The next year, the Harvard Law Review decided to become an early adopter with A. Michael Froomkin's Habermas@discourse.net: Toward a Critical Theory of Cyberspace, 116 Harv. L. Rev. 749 (2003). Prof. Froomkin's article contains one citation to Wikipedia, which, although it relates to pop culture, should have been, in this author's opinion, a citation to a more authoritative resource (especially considering that he describes the item as a "commonly used" phrase (p. 837, n.397)). In the years that have followed, the Harvard Law Review has been a moderate publisher of articles citing to Wikipedia. As of this writing, they have published a total of 11 pieces containing such citations, with seven works (three by professors and four by law students) containing a single citation apiece, two articles (one by a professor, one by a student) containing two such citations, one article from a student containing four citations, and one written by a professor with 22 citations to Wikipedia. The vast majority of these citations were either superfluous or should have been to more authoritative, non-legal, resources.

It took quite a while for the Columbia Law Review to take the plunge, and even then, it just got its feet wet, having published only two articles that cite to Wikipedia (one in 2007 (one citation), the other in 2008 (two citations). Both articles were written by professors and both cited to Wikipedia appropriately.

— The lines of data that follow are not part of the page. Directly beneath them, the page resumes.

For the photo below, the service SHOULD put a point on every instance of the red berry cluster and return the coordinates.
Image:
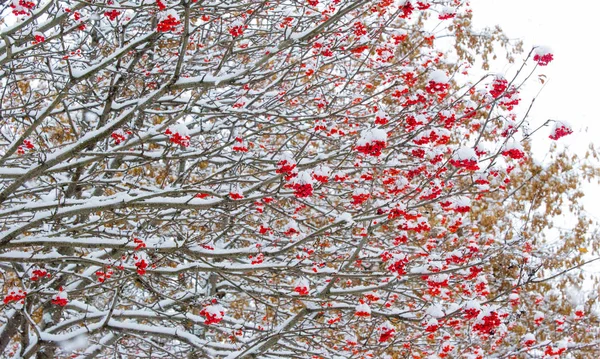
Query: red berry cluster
(467, 164)
(112, 14)
(141, 265)
(102, 275)
(15, 295)
(543, 60)
(514, 153)
(301, 290)
(22, 7)
(302, 190)
(559, 132)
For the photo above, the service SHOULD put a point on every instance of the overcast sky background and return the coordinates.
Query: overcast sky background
(572, 92)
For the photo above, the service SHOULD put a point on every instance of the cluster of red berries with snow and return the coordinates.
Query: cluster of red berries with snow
(438, 82)
(15, 295)
(214, 313)
(543, 55)
(168, 21)
(141, 263)
(60, 299)
(362, 309)
(560, 129)
(302, 185)
(302, 287)
(27, 144)
(178, 135)
(22, 7)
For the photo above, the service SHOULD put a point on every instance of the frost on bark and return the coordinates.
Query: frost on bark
(275, 179)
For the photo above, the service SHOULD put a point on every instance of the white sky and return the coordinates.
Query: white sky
(572, 92)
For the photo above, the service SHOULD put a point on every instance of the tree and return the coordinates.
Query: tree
(267, 179)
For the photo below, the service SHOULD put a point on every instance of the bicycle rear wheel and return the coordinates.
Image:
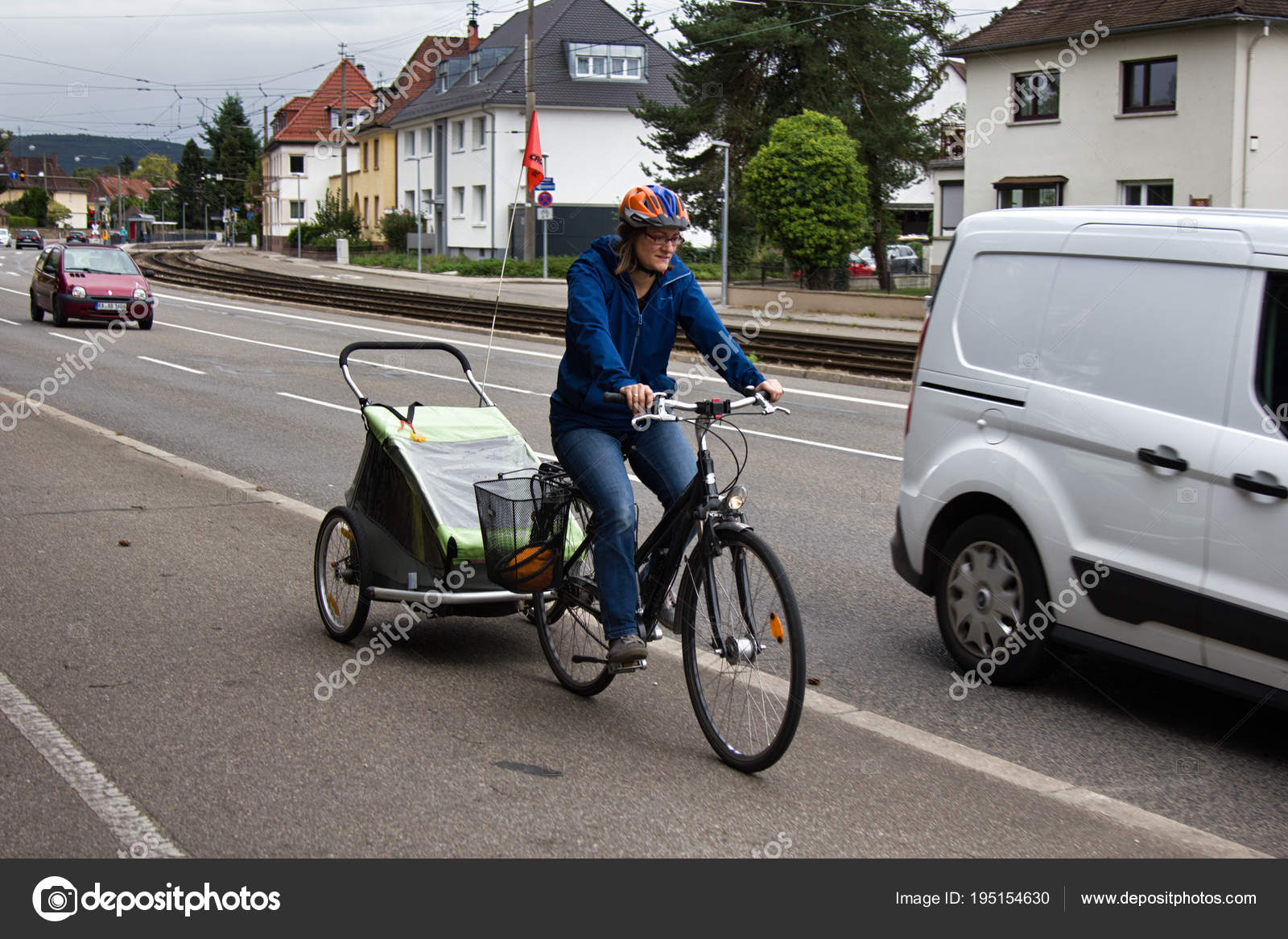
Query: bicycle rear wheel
(744, 651)
(571, 625)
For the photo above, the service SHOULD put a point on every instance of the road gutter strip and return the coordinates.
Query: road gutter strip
(1195, 840)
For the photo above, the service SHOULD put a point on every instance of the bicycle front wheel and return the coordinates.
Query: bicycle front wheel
(744, 651)
(571, 626)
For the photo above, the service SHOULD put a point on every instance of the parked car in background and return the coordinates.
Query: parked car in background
(1096, 450)
(89, 282)
(902, 259)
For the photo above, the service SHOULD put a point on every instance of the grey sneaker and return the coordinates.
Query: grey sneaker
(629, 649)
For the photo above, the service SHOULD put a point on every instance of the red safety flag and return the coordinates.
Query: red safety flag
(532, 161)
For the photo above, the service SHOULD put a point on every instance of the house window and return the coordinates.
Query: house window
(1037, 96)
(1150, 85)
(951, 205)
(1148, 192)
(1030, 193)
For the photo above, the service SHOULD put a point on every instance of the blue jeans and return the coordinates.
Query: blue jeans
(663, 461)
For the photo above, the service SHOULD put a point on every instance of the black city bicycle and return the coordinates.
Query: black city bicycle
(740, 628)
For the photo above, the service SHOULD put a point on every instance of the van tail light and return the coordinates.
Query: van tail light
(916, 364)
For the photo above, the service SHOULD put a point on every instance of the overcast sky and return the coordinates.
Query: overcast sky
(152, 68)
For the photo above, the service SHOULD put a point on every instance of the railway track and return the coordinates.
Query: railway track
(879, 357)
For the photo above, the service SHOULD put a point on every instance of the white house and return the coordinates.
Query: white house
(467, 133)
(303, 151)
(1109, 103)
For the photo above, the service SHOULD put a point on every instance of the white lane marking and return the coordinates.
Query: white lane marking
(324, 403)
(504, 388)
(114, 808)
(171, 364)
(495, 348)
(70, 339)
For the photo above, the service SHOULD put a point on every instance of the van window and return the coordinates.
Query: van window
(1000, 316)
(1152, 334)
(1273, 351)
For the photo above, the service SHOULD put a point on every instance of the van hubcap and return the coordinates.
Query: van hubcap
(985, 595)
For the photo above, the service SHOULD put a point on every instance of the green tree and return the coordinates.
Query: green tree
(335, 219)
(34, 204)
(233, 152)
(156, 169)
(190, 187)
(745, 66)
(637, 12)
(809, 191)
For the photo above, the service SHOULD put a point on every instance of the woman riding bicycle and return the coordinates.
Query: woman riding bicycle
(626, 298)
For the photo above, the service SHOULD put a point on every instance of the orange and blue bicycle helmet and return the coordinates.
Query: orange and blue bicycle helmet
(654, 206)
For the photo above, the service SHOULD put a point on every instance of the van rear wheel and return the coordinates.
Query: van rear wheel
(985, 599)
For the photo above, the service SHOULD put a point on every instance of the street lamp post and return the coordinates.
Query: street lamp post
(724, 229)
(420, 210)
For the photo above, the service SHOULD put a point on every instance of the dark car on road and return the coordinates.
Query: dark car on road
(29, 237)
(89, 282)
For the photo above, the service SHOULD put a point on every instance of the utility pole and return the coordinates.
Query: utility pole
(530, 216)
(345, 130)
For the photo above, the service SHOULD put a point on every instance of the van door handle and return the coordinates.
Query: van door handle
(1245, 482)
(1156, 459)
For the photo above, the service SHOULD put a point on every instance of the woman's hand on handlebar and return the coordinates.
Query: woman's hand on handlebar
(639, 398)
(772, 389)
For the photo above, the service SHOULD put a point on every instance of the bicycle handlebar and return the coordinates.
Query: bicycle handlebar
(663, 406)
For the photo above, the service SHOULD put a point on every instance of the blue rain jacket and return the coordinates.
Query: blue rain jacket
(611, 343)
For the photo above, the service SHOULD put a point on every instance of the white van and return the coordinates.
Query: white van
(1096, 448)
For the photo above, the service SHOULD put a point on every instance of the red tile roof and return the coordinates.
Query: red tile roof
(313, 117)
(1030, 23)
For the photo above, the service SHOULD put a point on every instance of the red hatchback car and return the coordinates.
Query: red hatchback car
(89, 282)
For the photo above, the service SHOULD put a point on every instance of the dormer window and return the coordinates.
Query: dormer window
(603, 62)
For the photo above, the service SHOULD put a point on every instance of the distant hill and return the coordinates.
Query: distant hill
(94, 148)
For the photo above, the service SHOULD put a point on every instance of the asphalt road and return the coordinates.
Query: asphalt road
(253, 389)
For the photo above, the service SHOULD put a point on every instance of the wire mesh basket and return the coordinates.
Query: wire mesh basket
(525, 525)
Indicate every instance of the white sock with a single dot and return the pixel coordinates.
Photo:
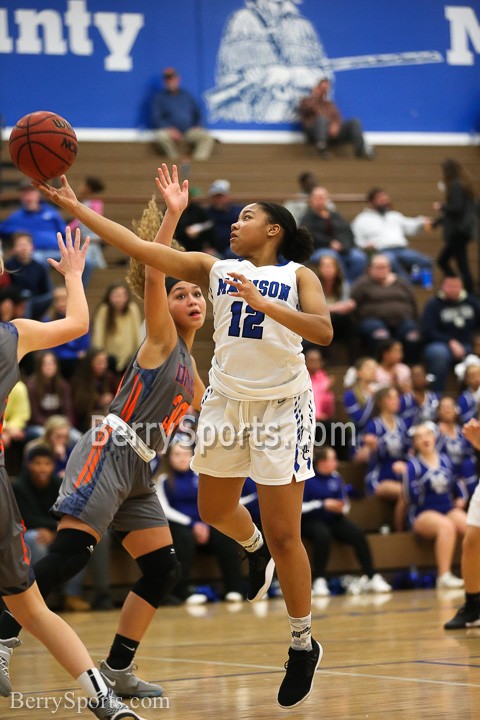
(301, 629)
(253, 543)
(92, 683)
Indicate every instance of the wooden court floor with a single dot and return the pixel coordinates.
(385, 657)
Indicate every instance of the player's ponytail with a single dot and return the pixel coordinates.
(297, 242)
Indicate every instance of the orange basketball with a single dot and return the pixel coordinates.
(43, 145)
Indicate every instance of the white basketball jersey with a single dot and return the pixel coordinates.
(255, 356)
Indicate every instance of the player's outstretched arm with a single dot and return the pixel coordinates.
(193, 267)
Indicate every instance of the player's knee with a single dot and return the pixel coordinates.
(67, 555)
(160, 573)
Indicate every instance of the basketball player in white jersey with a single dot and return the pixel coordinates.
(257, 415)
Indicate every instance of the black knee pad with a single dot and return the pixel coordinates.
(67, 555)
(160, 573)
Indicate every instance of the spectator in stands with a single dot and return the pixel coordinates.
(379, 228)
(94, 387)
(176, 115)
(15, 419)
(42, 221)
(195, 229)
(391, 371)
(298, 205)
(177, 490)
(468, 401)
(458, 219)
(323, 124)
(35, 491)
(332, 235)
(359, 403)
(386, 308)
(448, 323)
(386, 438)
(29, 275)
(451, 441)
(337, 295)
(418, 404)
(116, 326)
(69, 353)
(436, 501)
(88, 193)
(324, 517)
(223, 213)
(49, 394)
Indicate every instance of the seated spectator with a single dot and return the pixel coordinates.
(324, 517)
(116, 326)
(94, 387)
(386, 437)
(386, 308)
(391, 371)
(359, 403)
(332, 235)
(177, 490)
(29, 275)
(195, 229)
(40, 220)
(418, 404)
(337, 295)
(70, 352)
(449, 321)
(468, 401)
(298, 205)
(323, 124)
(451, 441)
(379, 228)
(15, 420)
(88, 193)
(35, 491)
(176, 115)
(223, 213)
(49, 394)
(436, 502)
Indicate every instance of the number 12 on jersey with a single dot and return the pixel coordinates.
(252, 321)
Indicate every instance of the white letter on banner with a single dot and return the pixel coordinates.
(29, 42)
(463, 25)
(119, 33)
(6, 42)
(78, 20)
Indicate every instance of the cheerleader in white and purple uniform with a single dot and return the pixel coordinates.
(436, 501)
(386, 436)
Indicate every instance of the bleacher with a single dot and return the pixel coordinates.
(409, 174)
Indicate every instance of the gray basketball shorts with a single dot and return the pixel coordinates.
(16, 574)
(109, 485)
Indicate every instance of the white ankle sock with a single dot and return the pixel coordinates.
(92, 683)
(253, 543)
(301, 629)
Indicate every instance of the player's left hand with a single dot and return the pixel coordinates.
(246, 290)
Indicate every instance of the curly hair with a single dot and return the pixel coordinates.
(146, 228)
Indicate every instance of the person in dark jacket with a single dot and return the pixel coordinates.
(457, 219)
(332, 234)
(448, 323)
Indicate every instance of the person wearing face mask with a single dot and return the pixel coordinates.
(379, 228)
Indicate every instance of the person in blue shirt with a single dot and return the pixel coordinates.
(436, 501)
(177, 490)
(175, 116)
(324, 518)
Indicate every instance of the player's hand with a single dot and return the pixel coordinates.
(72, 255)
(246, 290)
(175, 196)
(64, 196)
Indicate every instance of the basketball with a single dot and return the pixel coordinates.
(43, 145)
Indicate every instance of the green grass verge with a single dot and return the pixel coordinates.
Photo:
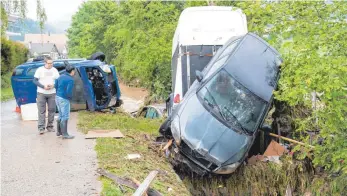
(259, 179)
(6, 94)
(139, 134)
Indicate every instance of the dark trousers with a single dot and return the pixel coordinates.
(42, 100)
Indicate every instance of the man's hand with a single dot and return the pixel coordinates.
(48, 87)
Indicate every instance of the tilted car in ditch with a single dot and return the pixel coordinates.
(214, 127)
(96, 83)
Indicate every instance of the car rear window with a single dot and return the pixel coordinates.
(31, 72)
(18, 71)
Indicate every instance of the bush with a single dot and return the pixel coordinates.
(12, 54)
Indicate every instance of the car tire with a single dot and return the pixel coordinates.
(165, 129)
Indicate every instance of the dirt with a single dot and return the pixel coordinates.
(132, 92)
(35, 164)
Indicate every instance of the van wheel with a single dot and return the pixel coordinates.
(165, 129)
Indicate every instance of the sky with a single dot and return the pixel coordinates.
(58, 12)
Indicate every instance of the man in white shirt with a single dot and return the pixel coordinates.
(44, 79)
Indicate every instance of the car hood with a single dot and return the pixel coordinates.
(209, 137)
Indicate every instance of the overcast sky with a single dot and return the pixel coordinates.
(58, 12)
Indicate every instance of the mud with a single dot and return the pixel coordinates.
(33, 164)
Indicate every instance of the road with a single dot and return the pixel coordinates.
(33, 164)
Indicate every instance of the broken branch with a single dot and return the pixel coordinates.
(125, 182)
(290, 140)
(167, 145)
(144, 186)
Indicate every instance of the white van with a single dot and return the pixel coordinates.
(200, 32)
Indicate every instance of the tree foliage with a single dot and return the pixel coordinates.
(311, 37)
(12, 54)
(19, 7)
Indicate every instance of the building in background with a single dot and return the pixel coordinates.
(12, 27)
(46, 40)
(43, 49)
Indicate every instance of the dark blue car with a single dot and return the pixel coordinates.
(96, 84)
(215, 125)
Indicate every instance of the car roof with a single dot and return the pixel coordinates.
(76, 62)
(255, 64)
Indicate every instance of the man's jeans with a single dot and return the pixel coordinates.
(63, 108)
(42, 100)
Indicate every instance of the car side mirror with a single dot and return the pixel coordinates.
(199, 75)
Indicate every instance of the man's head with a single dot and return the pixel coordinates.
(70, 69)
(48, 62)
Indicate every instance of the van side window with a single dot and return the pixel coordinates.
(230, 48)
(18, 71)
(216, 66)
(31, 72)
(210, 69)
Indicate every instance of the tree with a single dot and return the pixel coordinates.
(311, 38)
(20, 7)
(137, 38)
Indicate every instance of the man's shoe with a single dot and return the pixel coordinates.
(63, 128)
(58, 128)
(50, 129)
(68, 137)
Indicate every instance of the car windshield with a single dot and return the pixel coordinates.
(232, 102)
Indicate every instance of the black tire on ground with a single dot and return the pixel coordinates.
(165, 129)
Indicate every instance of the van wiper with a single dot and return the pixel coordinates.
(237, 121)
(215, 104)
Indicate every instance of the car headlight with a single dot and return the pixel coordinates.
(175, 129)
(228, 169)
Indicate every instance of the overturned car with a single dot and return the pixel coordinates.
(96, 83)
(214, 127)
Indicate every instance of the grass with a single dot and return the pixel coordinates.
(259, 179)
(111, 152)
(6, 94)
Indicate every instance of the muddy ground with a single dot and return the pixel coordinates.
(33, 164)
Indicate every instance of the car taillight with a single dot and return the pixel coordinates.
(177, 98)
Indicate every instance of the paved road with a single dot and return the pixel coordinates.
(33, 164)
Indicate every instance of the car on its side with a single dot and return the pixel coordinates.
(216, 124)
(96, 84)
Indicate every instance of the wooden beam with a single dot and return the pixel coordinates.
(126, 182)
(167, 145)
(290, 140)
(145, 184)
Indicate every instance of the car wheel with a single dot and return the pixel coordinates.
(165, 129)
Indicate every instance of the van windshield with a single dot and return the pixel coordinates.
(232, 102)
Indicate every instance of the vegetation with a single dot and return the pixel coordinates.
(259, 179)
(6, 94)
(111, 153)
(12, 54)
(19, 7)
(137, 37)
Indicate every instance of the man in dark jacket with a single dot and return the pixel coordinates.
(64, 85)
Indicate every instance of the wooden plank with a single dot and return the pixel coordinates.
(167, 145)
(104, 133)
(145, 184)
(117, 179)
(290, 140)
(126, 182)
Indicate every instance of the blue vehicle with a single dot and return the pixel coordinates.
(96, 84)
(215, 125)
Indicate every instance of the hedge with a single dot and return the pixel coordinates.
(12, 54)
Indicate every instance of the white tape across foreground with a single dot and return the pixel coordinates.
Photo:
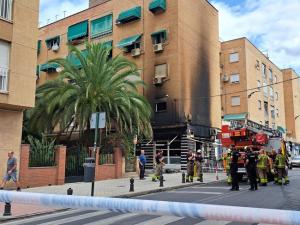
(212, 212)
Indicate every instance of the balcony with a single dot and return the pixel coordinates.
(4, 79)
(6, 9)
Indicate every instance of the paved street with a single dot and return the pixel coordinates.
(275, 197)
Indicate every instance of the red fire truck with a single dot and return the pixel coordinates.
(241, 132)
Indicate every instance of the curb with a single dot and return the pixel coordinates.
(129, 195)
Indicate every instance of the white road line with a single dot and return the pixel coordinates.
(213, 222)
(49, 216)
(199, 192)
(162, 220)
(75, 218)
(113, 219)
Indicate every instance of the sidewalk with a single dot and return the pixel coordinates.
(106, 188)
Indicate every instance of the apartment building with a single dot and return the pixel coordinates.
(174, 43)
(292, 105)
(251, 85)
(18, 35)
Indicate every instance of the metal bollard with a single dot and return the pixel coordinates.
(70, 191)
(131, 185)
(7, 209)
(183, 177)
(161, 181)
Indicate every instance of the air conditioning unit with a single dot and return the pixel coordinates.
(55, 47)
(136, 52)
(157, 80)
(225, 78)
(158, 47)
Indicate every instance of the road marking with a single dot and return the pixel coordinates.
(75, 218)
(42, 217)
(162, 220)
(113, 219)
(198, 192)
(213, 222)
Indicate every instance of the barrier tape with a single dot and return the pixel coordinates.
(210, 212)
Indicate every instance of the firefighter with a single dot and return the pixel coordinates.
(190, 157)
(199, 161)
(234, 169)
(251, 161)
(280, 164)
(159, 165)
(262, 167)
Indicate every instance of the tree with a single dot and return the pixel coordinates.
(100, 84)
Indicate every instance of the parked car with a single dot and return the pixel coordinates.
(295, 161)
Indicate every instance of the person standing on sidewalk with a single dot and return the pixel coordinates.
(251, 161)
(262, 167)
(142, 164)
(190, 157)
(11, 172)
(199, 161)
(234, 169)
(159, 159)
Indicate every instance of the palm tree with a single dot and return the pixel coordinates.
(100, 85)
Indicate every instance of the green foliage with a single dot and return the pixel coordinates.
(101, 85)
(42, 152)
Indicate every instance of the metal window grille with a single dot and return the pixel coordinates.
(3, 79)
(6, 9)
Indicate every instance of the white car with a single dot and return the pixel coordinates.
(295, 161)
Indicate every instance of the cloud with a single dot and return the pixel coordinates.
(271, 25)
(51, 10)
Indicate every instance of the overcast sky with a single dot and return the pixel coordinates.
(272, 25)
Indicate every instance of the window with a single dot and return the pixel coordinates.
(4, 65)
(53, 43)
(259, 104)
(159, 37)
(271, 75)
(235, 101)
(160, 106)
(102, 26)
(161, 70)
(234, 57)
(6, 9)
(266, 109)
(235, 78)
(258, 84)
(272, 111)
(263, 70)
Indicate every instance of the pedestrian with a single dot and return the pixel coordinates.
(280, 165)
(142, 164)
(159, 165)
(262, 167)
(190, 157)
(199, 161)
(234, 169)
(11, 171)
(251, 161)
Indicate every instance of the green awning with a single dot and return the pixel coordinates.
(158, 6)
(78, 30)
(39, 46)
(281, 129)
(241, 116)
(101, 26)
(128, 41)
(49, 67)
(74, 60)
(129, 15)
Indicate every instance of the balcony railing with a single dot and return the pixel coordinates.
(3, 79)
(6, 9)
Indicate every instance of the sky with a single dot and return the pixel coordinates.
(272, 25)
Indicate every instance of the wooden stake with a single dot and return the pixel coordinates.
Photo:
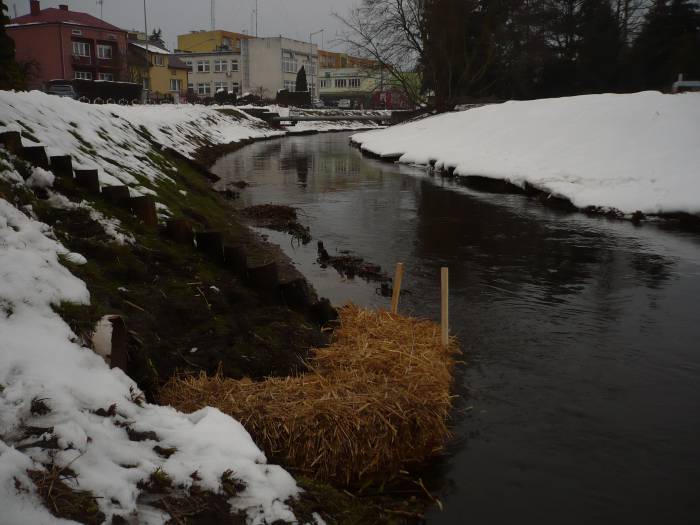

Now, the last has fallen. In its March 2011 issue, the University of Pennsylvania Law Review has finally published an article that cites to Wikipedia: Michael Abramowicz, Ian Ayres & Yair Listokin, Randomizing Law, 159 U. Pa. L. Rev. 929 (2011). In note 118 (on page 962), these three professors cite to Wikipedia's entry on Google's AdWords. Whether this citation is superfluous (they cite to three other sources that appear to contain the relevant information, but the Wikipedia cite is introduced with the phrase "For more information on . . .", separating it from the other sources) or should have been to a more appropriate, albeit non-legal, resource (perhaps to Google's website itself?) I will leave to the reader to decide. [Note 192 is not, in this author's opinion, a clear and unambiguous supra reference back specifically to the Wikipedia citation (although others could reasonably argue otherwise) so the reference in note 118 is the only one.] With that, all of the compiling editors of the Bluebook have now published works citing to Wikipedia. I will applaud them for having used Wikipedia sparingly.

Now, the highest ranked student-edited law review not to have published a citation to Wikipedia is the Boston College Law Review, although they did just publish an article that cites to Wookieepedia: the Star Wars Wiki. See Joseph P. Liu, Sports Merchandising, Publicity Rights, and the Missing Role of the Sports Fan, 52 B.C. L. Rev 493, 506 n. 97 (2011).